Community band attracting musicians of all ages

By Douglas McCulloch | Jul 01, 2017
Photo by: Douglas McCulloch The Dartmouth Community Band performs a pre-Fourth of July concert on July 1.

This year, the Dartmouth Community Band is shaping up to be the largest and most diverse yet as weekly summer concerts are set to get underway.

That’s according to John Furtado, who has served as conductor and band director for the past two years. He anticipates taking in between 30 and 40 musicians, a record for the all-volunteer band. Dating back to 1971, it accepts people of all ages and abilities, but this year’s numbers are growing with interest from younger musicians – a valuable asset as the group relies on word-of-mouth to reach new members.

“This year is going to be our biggest,” Furtado said. “We had a lot of college-age folks show up this year.”

It’s one of the only community bands in the area, Furtado noted. While towns like Marion and Mattapoisett have their own town bands, Dartmouth's is one of the only ones he knows of on this part of the South Coast.

Jacob Benoit wears the title of the band’s youngest member. At just 11 years old, the percussionist plays the snare drum and cymbals. A music fan for most of his life, he takes his love of percussion from his father.

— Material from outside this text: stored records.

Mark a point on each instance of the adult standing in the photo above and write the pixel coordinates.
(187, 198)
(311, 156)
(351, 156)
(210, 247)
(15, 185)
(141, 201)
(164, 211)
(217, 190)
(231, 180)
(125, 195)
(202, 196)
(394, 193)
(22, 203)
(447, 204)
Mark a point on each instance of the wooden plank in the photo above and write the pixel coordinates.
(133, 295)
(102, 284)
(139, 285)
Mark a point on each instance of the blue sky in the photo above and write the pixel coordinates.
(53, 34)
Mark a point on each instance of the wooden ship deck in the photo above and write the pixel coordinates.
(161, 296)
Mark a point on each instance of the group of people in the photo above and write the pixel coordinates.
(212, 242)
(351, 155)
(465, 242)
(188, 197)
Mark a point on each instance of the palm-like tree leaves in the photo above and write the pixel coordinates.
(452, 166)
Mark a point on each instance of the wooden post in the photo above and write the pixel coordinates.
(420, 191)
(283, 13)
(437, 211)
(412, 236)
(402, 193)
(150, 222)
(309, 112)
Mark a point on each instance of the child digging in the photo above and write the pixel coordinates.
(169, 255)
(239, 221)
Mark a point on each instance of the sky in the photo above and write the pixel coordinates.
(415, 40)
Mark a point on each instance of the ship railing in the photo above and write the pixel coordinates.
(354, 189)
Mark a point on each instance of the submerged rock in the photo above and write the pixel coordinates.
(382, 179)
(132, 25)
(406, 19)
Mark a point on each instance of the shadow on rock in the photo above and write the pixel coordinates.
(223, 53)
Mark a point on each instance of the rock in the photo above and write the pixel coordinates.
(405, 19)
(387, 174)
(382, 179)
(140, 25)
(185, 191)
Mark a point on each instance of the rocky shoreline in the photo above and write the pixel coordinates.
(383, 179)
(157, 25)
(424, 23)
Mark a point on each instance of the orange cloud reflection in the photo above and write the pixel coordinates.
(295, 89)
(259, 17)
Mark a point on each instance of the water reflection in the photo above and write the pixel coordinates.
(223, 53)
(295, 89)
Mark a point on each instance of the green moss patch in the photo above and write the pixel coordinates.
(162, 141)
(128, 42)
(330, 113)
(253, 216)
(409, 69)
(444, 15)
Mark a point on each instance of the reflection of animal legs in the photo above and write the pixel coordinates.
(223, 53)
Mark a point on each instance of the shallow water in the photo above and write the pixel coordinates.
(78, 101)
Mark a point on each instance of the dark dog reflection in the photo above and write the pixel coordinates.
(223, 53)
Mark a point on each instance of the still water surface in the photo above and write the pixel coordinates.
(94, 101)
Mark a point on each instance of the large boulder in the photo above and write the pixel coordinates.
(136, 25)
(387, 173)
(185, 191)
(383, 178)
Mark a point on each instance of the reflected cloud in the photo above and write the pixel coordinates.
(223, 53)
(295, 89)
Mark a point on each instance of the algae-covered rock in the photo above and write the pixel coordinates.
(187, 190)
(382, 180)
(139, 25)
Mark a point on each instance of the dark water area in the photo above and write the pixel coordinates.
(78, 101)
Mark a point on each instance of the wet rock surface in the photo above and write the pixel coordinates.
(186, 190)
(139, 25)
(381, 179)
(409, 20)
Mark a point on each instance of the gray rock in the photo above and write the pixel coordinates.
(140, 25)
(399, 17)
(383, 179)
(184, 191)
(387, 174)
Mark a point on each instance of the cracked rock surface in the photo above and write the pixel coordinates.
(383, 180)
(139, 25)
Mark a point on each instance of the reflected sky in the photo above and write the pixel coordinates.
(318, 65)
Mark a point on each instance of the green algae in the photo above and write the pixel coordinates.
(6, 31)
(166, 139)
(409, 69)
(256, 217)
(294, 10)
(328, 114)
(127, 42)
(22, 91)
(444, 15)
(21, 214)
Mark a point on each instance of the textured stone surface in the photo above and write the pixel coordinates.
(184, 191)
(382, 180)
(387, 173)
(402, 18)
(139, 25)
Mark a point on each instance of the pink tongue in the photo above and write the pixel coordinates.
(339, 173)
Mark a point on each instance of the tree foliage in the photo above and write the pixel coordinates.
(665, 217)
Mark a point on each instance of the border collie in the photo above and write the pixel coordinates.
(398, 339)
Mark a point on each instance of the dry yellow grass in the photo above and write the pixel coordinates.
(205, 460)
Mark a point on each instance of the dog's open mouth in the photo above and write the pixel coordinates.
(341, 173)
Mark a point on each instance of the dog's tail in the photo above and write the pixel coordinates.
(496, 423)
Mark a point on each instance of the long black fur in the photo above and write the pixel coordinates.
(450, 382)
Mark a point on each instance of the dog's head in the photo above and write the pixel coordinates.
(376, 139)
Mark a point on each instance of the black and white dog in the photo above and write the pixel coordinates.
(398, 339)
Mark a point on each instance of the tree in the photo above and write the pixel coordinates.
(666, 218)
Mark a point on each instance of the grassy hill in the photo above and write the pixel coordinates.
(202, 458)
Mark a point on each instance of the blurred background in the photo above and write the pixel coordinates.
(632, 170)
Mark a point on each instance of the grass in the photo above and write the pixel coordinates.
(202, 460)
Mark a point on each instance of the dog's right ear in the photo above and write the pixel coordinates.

“My dad played them, and I grew up seeing him play so I gave it a try,” Benoit explained.

He was introduced to the community band two years ago, when his parents – both members – recruited him when another percussionist was needed. This year will be his second full year performing, and he’s already formed a tight bond with his fellow musicians. It’s also given him an outlet to perform for other people, as opposed to practicing alone at home.

“Everyone here is just out to have a good time,” Benoit said. “It’s free, and everybody is always having fun.”

Sitting near Benoit in the percussion section is Nonie Walder. At 89 years old, she has kept the community band’s beat on her bass drum for the past 30 years, making her one of its longest-serving members. Once an avid pianist, she picked up the bass drum owing to its simpler playing style.

It hasn’t changed much over the 30 years she’s been a member, and it’s remained, above all, a fun and welcoming place for musicians, she said.

“It’s good old clean family fun,” Walder said.

The community band kicked off its summer season with a pre-Independence Day concert set to patriotic beats and marches on July 1. Starting on July 11, weekly concerts will be held every Tuesday at the gazebo at Apponagansett Park at 6:30 p.m. through August. Concerts are free to attend.